“那是自然,”李玉一点头,“奴才这就让他们把东西送到钟粹宫。”
“麻烦李公公。”魏今颜扶着春兰颔首道,“我先去长春宫给皇后请安了。”
“奴才恭送魏贵人。”李玉在她身后行礼,然后挥手让小太监们把这些赏赐送过去。
这一行人是从养心殿出来的,手上又捧着明显有好几样的赏赐,路过的宫女太监们免不得注目,探头看看这赏赐是送往哪个宫的。
一扫地太监小声说:“我瞧着是去钟粹宫的方向。莫不是皇上赏给怡嫔娘娘的?”
他旁边的同伴捅了捅他肩膀,嗤笑道:“你这人是不是傻?这钟粹宫可还住着魏贵人呢,昨天是魏贵人侍寝,当然是赏赐给魏贵人的了。”
“瞧我这脑子。”那小太监感慨着,“这新封的魏贵人可真受宠。”
“是啊。”他同伴深以为然,“肯定颇得皇上的喜爱,不然怎么会从个宫女封为了贵人?”
“快别说了,”小太监住口,“还是安心扫地吧,这些干咱们扫地太监什么干系。”
魏今颜到长春宫在后宫妃嫔中不算晚却也不算晚,已有高贵妃、愉嫔、怡嫔、陈贵人、裕常在到了。
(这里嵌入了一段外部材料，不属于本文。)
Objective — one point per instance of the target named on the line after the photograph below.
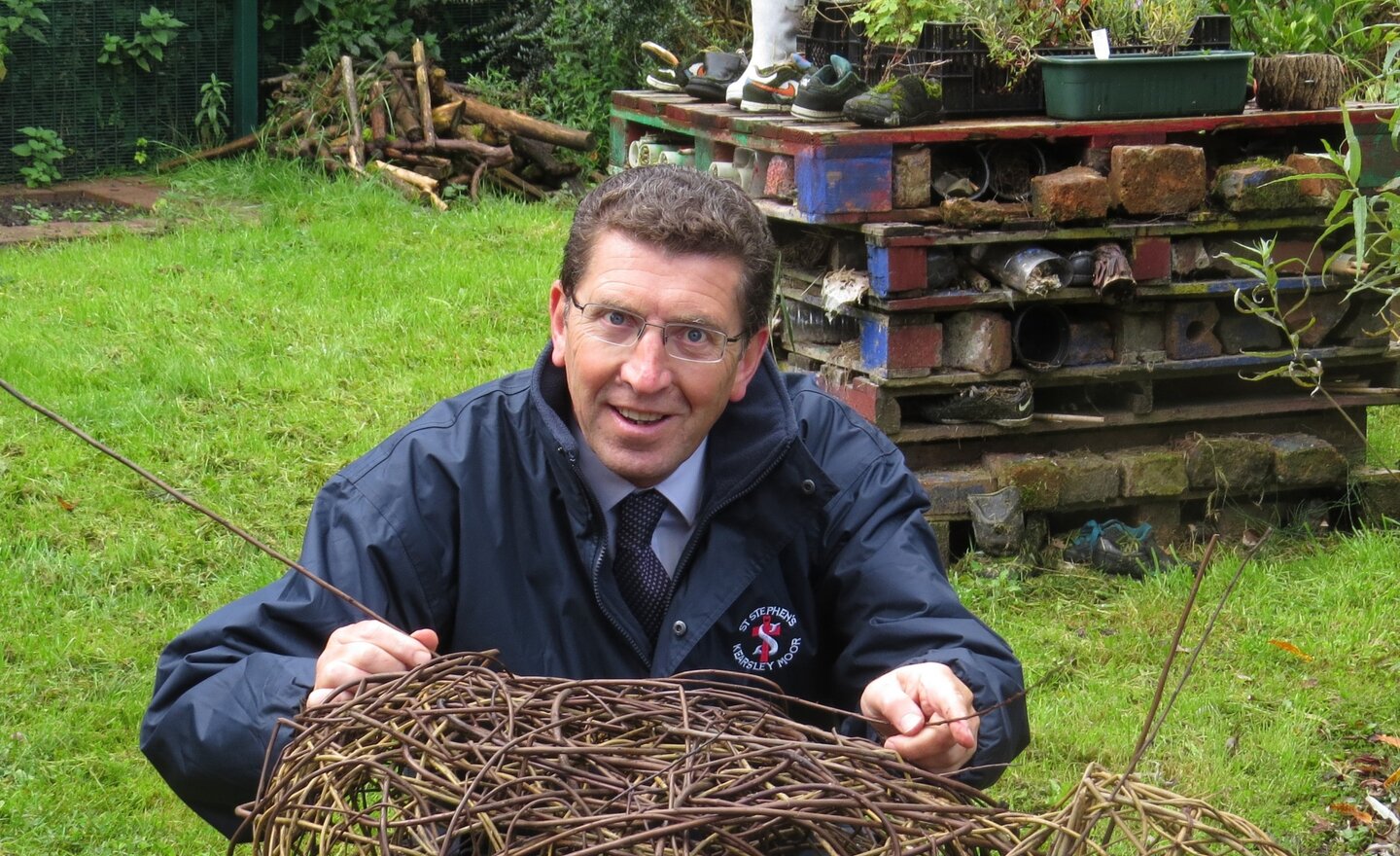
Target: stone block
(948, 487)
(977, 340)
(1039, 478)
(1256, 187)
(1088, 478)
(1190, 330)
(912, 182)
(1307, 461)
(1241, 334)
(1138, 334)
(1320, 191)
(1227, 463)
(1151, 471)
(1157, 180)
(1069, 195)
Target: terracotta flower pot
(1300, 82)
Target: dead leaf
(1357, 814)
(1292, 649)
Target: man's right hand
(366, 649)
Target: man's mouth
(640, 417)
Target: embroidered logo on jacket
(769, 639)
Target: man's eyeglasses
(690, 342)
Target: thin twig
(190, 502)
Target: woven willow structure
(461, 757)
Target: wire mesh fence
(104, 111)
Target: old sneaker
(773, 89)
(909, 99)
(715, 76)
(995, 404)
(822, 95)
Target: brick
(780, 178)
(1157, 180)
(1189, 255)
(902, 345)
(1152, 260)
(1320, 193)
(966, 213)
(1088, 478)
(1241, 334)
(1037, 477)
(912, 182)
(1190, 331)
(862, 395)
(1069, 195)
(1256, 187)
(1151, 471)
(846, 251)
(1227, 463)
(948, 487)
(977, 340)
(1307, 461)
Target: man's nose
(648, 368)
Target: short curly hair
(681, 212)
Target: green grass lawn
(289, 324)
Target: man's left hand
(909, 699)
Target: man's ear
(750, 363)
(557, 307)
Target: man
(789, 541)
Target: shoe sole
(664, 88)
(812, 115)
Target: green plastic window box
(1205, 83)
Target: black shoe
(909, 99)
(713, 79)
(822, 95)
(1117, 548)
(1004, 405)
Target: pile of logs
(409, 124)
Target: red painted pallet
(837, 172)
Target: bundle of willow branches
(460, 757)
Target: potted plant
(1300, 48)
(1155, 77)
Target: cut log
(447, 117)
(353, 112)
(527, 126)
(495, 156)
(420, 75)
(378, 115)
(542, 156)
(207, 155)
(419, 187)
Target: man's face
(640, 410)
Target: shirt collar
(683, 487)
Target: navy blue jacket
(811, 565)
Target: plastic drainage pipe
(1040, 338)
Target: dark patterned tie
(640, 575)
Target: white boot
(775, 40)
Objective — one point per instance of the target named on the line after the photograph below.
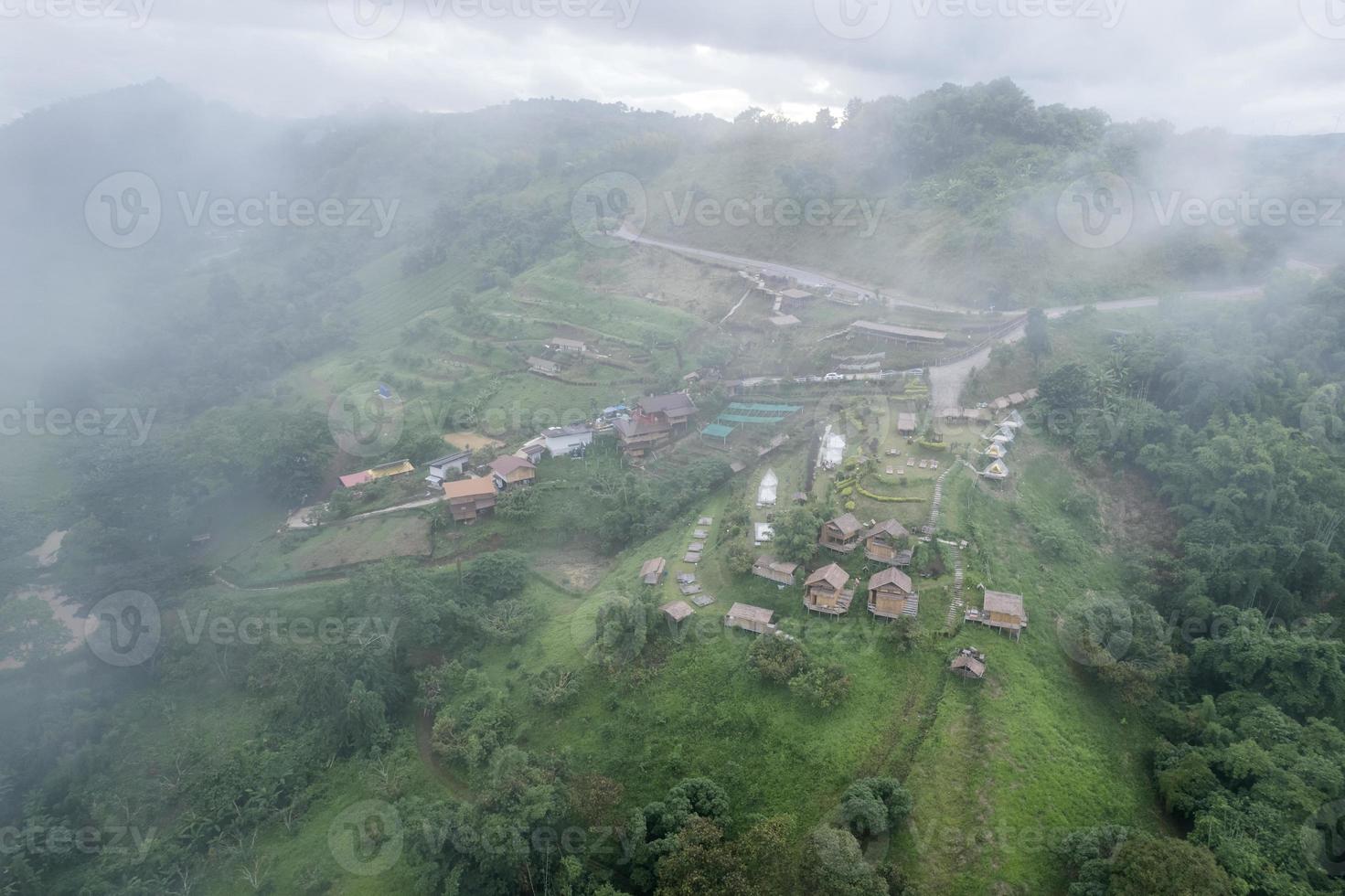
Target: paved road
(947, 381)
(771, 268)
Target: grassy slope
(996, 767)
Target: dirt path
(947, 381)
(424, 745)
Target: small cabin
(892, 595)
(841, 534)
(1001, 610)
(454, 464)
(510, 471)
(776, 571)
(748, 618)
(968, 662)
(677, 613)
(654, 571)
(827, 591)
(888, 542)
(998, 470)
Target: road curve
(945, 381)
(774, 270)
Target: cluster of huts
(1001, 442)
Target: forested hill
(951, 194)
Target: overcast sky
(1256, 66)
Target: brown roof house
(510, 471)
(827, 591)
(892, 595)
(841, 534)
(1001, 610)
(888, 542)
(677, 613)
(748, 618)
(968, 664)
(470, 499)
(676, 408)
(776, 571)
(654, 422)
(654, 571)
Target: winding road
(945, 381)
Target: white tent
(765, 494)
(833, 448)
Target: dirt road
(945, 381)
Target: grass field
(336, 547)
(997, 767)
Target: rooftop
(892, 576)
(999, 602)
(468, 488)
(751, 613)
(831, 575)
(506, 464)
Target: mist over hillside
(951, 196)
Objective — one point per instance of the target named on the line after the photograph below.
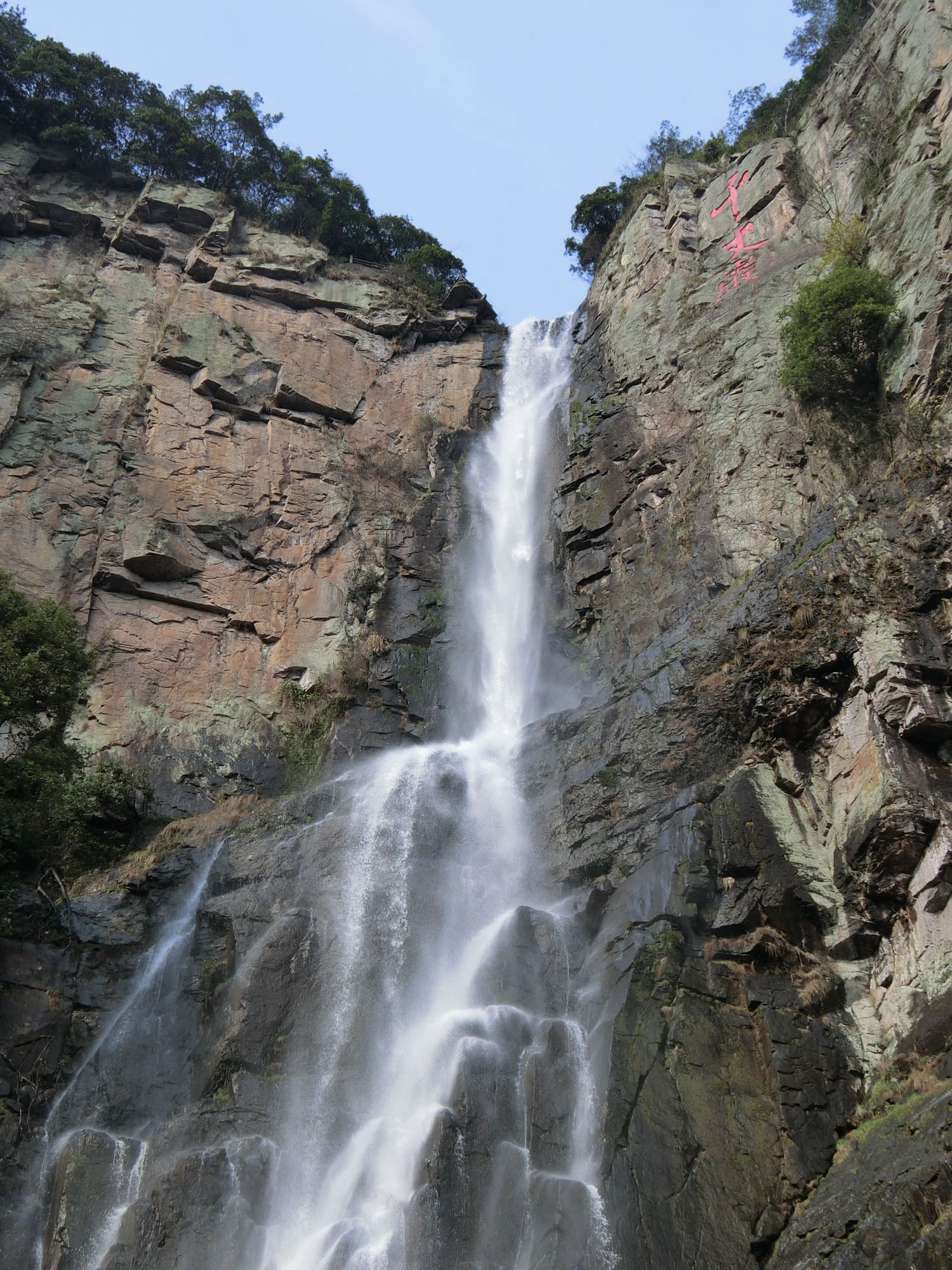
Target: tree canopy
(106, 119)
(755, 115)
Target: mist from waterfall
(442, 1111)
(433, 1104)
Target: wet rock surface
(755, 802)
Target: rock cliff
(764, 797)
(757, 794)
(209, 435)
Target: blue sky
(482, 120)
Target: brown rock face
(762, 798)
(206, 432)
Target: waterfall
(442, 1111)
(435, 1107)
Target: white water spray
(442, 1109)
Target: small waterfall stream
(442, 1112)
(437, 1109)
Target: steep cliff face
(208, 434)
(764, 794)
(756, 798)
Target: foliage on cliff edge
(755, 116)
(56, 808)
(106, 119)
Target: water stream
(439, 1109)
(442, 1111)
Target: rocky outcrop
(214, 430)
(208, 434)
(761, 792)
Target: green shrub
(755, 116)
(103, 119)
(835, 335)
(55, 808)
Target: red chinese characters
(742, 267)
(734, 185)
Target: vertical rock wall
(208, 431)
(761, 789)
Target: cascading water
(436, 1100)
(442, 1112)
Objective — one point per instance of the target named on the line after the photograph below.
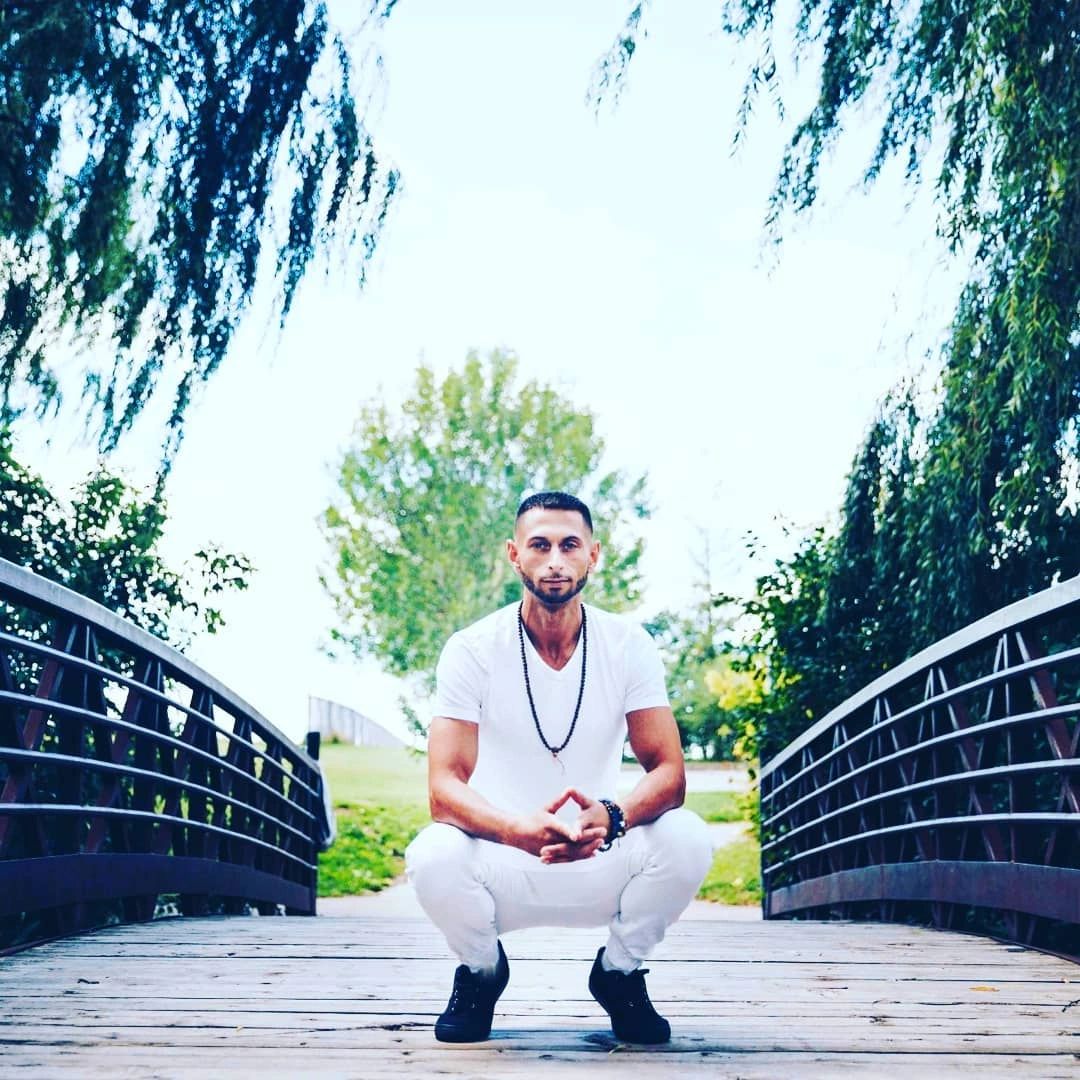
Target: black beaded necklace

她恭敬福身:“皇后娘娘万福金安,高贵妃安,愉嫔安。”
裕常在起身向她福身,陈贵人给她行了个平礼。
“起来坐下吧。茯苓,给魏贵人上茶。”景殊的嗓音一向温和,她继续和高贵妃说话,目光关切,“贵妃妹妹近日身体可好些了?”
“谢皇后关心,还是老样子。”高若毓脸上带着几分病色,身子看上去柔柔弱弱的。
魏今颜轻轻抿了一口茶,现在离乾隆九年还有将近两月,而历史上高贵妃在乾隆十年初春薨逝。